Hey, everyone, it’s Josh. I want to introduce you to Madeline Faber. We cowrote this morning’s newsletter and she’ll be pitching in over the next couple of weeks as I’m heading into a bit of time off. You’ll be in excellent hands.
As far as today’s news is concerned, our colleagues put together an intense look at Philadelphia’s history of police brutality against Black people. It’s an absolute must-read, especially in light of the civil unrest in the city and across the nation over the last couple of months.
Philadelphia has a long history of police brutality, with Black people being the victims of the brunt of it. And you can’t begin to comprehend that frustration without understanding our past. In short, it didn’t start with George Floyd. Our colleagues Dain Saint, Craig R. McCoy, Tommy Rowan, and Valerie Russ compiled the key moments in the painful history of police violence against Philadelphia’s Black community. They covered 190 years in stunning detail, cataloging the legacy of discriminatory law enforcement practices in Philadelphia.

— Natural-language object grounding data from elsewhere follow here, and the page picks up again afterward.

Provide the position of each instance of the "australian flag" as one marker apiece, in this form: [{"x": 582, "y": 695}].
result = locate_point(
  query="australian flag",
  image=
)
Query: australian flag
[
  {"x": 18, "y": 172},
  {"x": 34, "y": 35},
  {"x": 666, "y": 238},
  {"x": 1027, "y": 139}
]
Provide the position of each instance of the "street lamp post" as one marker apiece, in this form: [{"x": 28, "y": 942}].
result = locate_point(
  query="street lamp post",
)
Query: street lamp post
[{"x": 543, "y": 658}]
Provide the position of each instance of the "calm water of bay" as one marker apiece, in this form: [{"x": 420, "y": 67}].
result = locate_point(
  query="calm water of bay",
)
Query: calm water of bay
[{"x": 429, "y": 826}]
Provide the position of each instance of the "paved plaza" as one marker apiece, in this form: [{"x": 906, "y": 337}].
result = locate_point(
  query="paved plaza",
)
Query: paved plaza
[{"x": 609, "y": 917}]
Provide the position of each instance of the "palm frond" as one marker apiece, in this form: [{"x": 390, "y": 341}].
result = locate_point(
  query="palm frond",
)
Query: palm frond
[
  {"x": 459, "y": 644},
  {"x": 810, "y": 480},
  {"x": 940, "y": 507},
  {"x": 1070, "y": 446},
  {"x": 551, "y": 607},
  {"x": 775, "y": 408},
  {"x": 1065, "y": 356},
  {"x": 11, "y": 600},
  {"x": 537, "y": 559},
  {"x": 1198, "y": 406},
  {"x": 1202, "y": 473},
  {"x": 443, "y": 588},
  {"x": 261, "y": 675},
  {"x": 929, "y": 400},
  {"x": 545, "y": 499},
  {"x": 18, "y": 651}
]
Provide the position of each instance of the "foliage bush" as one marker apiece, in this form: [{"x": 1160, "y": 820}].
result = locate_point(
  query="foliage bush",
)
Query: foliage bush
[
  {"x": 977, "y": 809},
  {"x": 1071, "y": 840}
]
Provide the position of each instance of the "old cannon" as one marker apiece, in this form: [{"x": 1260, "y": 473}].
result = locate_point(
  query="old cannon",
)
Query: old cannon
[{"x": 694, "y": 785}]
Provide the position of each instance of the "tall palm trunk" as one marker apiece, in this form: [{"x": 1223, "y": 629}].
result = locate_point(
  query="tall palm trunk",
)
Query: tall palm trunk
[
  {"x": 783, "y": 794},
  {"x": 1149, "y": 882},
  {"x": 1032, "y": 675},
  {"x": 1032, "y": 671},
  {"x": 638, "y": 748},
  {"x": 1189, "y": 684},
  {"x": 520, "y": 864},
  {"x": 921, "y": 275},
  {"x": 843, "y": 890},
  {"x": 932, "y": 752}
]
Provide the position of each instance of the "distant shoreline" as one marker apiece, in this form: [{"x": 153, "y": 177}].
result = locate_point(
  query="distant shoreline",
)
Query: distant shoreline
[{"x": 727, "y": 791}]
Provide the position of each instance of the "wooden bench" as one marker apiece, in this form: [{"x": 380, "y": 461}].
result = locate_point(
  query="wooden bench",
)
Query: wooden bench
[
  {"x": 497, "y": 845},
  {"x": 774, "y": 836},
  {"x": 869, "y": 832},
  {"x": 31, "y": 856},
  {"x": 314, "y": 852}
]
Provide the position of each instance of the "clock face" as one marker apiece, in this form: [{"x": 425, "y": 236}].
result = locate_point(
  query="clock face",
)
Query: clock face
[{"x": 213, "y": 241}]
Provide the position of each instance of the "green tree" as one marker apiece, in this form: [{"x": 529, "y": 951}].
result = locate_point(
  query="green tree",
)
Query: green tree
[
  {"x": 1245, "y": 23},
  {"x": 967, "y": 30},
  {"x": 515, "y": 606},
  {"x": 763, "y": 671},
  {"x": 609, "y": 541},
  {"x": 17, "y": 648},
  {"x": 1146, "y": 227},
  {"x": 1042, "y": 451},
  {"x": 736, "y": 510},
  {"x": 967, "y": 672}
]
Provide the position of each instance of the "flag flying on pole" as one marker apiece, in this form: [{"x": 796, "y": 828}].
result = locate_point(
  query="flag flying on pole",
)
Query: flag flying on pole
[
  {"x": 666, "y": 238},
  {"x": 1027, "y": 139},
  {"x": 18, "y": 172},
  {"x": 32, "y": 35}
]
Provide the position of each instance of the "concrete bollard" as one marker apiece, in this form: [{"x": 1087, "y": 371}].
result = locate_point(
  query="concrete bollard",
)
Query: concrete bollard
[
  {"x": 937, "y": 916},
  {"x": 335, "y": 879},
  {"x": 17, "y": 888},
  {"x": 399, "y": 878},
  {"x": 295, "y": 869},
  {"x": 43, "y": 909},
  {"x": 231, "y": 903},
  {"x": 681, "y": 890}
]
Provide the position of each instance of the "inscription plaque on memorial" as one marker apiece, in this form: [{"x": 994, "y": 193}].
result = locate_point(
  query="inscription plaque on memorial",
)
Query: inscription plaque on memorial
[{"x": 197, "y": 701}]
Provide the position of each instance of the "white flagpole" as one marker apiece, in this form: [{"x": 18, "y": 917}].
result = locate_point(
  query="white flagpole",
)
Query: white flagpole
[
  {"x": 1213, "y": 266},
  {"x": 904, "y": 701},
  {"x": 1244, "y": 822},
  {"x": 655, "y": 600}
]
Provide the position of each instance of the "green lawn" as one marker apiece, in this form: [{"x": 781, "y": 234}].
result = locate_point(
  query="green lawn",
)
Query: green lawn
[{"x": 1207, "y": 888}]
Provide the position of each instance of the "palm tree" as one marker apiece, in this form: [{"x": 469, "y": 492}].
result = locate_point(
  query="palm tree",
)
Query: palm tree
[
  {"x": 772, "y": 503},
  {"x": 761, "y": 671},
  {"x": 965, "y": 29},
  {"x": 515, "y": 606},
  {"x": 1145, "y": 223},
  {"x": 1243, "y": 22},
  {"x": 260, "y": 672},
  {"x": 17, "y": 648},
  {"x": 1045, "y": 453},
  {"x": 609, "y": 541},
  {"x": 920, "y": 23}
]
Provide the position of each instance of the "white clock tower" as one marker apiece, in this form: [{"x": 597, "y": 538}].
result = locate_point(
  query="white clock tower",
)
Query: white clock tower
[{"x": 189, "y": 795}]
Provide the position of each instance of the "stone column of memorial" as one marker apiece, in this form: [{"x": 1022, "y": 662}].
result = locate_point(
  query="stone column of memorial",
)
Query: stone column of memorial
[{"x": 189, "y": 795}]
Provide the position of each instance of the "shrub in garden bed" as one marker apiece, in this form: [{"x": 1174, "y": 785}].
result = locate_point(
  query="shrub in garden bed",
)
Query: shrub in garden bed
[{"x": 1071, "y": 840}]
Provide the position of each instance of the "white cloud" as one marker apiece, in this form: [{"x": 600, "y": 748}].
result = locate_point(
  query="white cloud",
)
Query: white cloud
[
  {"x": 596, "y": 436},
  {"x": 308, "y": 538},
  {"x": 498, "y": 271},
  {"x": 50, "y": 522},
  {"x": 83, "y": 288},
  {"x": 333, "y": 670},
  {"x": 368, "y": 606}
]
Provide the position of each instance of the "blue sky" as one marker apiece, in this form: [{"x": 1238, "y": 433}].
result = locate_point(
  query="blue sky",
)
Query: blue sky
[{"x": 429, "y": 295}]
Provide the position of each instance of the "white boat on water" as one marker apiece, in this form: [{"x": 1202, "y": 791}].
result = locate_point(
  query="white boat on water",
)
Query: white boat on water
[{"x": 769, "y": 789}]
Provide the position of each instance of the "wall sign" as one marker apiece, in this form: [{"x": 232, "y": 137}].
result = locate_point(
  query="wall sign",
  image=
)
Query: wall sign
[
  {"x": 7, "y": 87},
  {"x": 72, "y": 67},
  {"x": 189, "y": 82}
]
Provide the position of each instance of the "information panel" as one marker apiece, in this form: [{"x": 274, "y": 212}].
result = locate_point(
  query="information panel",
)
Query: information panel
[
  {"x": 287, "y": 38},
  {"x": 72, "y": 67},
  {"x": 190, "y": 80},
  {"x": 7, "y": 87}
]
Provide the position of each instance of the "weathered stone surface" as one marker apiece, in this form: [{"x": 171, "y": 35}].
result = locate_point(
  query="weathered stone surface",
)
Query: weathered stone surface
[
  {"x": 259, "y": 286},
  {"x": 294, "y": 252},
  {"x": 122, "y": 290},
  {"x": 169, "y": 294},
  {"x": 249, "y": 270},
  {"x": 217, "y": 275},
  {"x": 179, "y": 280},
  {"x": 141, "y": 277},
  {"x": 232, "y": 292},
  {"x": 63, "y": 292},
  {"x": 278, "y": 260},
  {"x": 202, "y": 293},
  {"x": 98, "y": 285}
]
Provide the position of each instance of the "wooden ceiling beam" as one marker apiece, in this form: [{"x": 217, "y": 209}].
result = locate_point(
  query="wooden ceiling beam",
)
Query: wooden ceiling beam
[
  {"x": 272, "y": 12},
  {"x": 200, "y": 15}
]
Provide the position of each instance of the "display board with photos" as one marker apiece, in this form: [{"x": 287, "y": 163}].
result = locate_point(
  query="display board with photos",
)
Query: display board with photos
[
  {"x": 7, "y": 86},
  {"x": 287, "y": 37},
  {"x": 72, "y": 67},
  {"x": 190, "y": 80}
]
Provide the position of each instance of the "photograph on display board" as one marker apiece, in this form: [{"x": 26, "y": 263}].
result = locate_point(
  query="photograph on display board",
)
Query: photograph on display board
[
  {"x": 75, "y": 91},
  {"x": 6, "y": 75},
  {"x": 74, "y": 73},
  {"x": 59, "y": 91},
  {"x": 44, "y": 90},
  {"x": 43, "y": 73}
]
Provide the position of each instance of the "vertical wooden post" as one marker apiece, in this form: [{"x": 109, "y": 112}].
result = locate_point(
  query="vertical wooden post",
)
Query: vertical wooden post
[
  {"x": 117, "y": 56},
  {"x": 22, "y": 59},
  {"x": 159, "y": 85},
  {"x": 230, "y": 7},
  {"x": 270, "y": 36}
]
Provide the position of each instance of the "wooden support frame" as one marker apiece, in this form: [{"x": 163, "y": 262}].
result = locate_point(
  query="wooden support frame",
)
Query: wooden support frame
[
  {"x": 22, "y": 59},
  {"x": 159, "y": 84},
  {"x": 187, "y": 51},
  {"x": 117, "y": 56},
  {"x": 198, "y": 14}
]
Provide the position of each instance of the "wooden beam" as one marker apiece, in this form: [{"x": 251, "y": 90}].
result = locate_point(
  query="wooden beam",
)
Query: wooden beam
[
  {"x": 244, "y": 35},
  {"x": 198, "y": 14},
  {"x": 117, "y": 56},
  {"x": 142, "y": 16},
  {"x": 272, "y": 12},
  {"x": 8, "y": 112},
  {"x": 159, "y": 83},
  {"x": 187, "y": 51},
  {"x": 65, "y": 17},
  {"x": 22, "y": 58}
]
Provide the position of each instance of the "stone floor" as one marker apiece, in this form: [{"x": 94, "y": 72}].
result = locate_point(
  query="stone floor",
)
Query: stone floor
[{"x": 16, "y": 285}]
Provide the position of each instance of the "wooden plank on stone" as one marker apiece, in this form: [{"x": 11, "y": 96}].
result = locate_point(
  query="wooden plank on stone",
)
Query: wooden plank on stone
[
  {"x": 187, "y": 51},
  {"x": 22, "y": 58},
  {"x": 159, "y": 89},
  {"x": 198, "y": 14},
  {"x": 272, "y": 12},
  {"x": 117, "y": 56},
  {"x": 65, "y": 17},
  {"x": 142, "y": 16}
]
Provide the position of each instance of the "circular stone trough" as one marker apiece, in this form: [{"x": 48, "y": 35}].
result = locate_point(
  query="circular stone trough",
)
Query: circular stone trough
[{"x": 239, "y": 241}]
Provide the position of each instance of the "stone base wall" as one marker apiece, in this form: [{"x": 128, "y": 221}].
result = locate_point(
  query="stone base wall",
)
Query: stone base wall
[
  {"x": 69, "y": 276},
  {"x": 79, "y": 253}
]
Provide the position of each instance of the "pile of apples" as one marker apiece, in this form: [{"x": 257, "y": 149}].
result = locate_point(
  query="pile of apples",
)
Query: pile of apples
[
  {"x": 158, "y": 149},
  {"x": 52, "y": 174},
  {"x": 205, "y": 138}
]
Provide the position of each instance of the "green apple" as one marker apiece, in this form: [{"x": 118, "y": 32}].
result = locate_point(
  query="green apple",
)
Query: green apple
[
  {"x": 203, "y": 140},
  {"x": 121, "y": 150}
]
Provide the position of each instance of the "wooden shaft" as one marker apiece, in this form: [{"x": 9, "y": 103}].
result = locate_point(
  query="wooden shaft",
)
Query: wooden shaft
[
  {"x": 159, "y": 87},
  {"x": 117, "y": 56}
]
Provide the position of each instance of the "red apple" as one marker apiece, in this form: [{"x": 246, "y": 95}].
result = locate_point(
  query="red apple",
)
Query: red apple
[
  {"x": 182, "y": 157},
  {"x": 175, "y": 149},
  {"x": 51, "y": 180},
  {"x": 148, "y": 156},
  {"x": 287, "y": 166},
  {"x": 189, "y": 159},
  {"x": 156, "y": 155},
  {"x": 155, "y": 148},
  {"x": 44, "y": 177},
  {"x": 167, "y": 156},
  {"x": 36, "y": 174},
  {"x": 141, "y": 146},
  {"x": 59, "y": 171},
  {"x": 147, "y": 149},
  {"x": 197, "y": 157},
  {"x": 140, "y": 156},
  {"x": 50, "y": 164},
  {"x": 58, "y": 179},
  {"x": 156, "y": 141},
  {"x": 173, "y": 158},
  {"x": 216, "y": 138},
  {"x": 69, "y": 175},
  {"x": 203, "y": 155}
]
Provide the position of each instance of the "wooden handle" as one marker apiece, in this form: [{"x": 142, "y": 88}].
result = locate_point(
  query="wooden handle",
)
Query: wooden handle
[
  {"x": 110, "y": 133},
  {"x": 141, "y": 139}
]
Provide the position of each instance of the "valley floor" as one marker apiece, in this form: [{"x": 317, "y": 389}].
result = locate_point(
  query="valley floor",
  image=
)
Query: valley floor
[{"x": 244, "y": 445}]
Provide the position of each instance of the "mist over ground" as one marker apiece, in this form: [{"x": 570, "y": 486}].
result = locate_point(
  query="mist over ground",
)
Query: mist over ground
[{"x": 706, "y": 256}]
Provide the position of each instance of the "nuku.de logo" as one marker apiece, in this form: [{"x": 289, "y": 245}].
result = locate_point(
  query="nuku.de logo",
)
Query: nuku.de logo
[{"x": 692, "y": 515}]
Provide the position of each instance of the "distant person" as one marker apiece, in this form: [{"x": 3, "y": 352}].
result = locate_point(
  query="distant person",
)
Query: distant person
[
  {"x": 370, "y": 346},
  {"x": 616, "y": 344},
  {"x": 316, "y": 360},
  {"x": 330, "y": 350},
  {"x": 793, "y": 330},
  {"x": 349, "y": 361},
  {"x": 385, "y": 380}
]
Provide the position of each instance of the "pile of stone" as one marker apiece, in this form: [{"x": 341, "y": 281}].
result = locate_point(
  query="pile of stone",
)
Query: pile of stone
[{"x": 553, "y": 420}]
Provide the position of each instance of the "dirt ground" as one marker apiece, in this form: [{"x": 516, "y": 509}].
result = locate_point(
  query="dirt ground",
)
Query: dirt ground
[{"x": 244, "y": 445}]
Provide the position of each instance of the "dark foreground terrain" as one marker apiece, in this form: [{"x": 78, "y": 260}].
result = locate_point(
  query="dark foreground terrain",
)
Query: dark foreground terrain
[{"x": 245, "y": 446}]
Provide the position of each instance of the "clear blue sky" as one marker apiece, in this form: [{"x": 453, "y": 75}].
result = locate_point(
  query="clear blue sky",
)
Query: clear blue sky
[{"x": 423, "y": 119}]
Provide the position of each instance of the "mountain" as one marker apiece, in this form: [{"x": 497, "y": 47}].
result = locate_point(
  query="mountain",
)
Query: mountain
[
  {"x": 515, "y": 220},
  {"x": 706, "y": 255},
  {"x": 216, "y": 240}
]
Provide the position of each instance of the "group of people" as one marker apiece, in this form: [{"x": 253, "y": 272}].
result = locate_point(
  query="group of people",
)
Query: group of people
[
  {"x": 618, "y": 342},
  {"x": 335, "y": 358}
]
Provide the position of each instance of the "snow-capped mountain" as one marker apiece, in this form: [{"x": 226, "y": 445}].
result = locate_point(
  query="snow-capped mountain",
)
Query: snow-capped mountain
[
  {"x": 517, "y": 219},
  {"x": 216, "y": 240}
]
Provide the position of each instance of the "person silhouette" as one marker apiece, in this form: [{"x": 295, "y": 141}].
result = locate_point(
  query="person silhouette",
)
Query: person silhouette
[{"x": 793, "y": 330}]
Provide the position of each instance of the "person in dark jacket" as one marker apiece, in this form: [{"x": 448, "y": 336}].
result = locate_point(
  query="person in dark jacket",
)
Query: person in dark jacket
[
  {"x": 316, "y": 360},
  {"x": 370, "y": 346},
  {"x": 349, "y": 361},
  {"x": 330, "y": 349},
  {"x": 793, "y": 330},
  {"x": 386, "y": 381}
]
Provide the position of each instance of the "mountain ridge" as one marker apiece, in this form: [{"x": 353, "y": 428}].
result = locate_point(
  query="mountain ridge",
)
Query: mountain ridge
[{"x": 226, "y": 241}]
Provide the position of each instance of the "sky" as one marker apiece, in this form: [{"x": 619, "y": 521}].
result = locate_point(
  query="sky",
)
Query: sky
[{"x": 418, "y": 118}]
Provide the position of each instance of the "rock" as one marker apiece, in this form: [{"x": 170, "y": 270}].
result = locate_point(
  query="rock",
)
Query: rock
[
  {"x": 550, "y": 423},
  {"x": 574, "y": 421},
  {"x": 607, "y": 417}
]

From the 1830s to 2020, here’s a glimpse at what our colleagues covered:
🔵 In May of 1838, a white mob broke into and burned a building constructed by antislavery groups. Police stood by watching and firefighters sprayed other buildings but let the new hall burn down. The mob also burned down the Shelter for Colored Orphans. Police did not arrest anyone for setting the fires.
🔵 More than 180 years later, people in Philly took to the streets to unite against police brutality under the banner of Black Lives Matter. During the first weeks of protests, police stood by while a group of armed white vigilantes roamed the streets of Fishtown. Police also teargassed protesters marching on I-676 and in predominantly Black West Philly.
A New Jersey task force found that companies took advantage of the state’s multibillion-dollar tax incentive program — and the consultants who managed those negotiations had close ties with state officials. In short, investigators found that companies won tax breaks to keep jobs in New Jersey, but those companies were often not actually at risk of leaving the state.
The task force ultimately recommended that the state’s Economic Development Authority suspend, terminate, or review $578 million worth of tax credits.
We love this Fairmount sidewalk comic strip. Thanks for brightening our day, @philly_stoops.
Tag your Instagram posts or tweets with #OurPhilly and we’ll pick our favorite each day to feature in this newsletter and give you a shout-out!
“We say we care about youngsters and acknowledge that they are our future, but illegal guns proliferate on our streets and babies fall asleep with the sound of gunfire in the background.” — writes columnist Jenice Armstrong about the three children who were shot in separate incidents this past Sunday.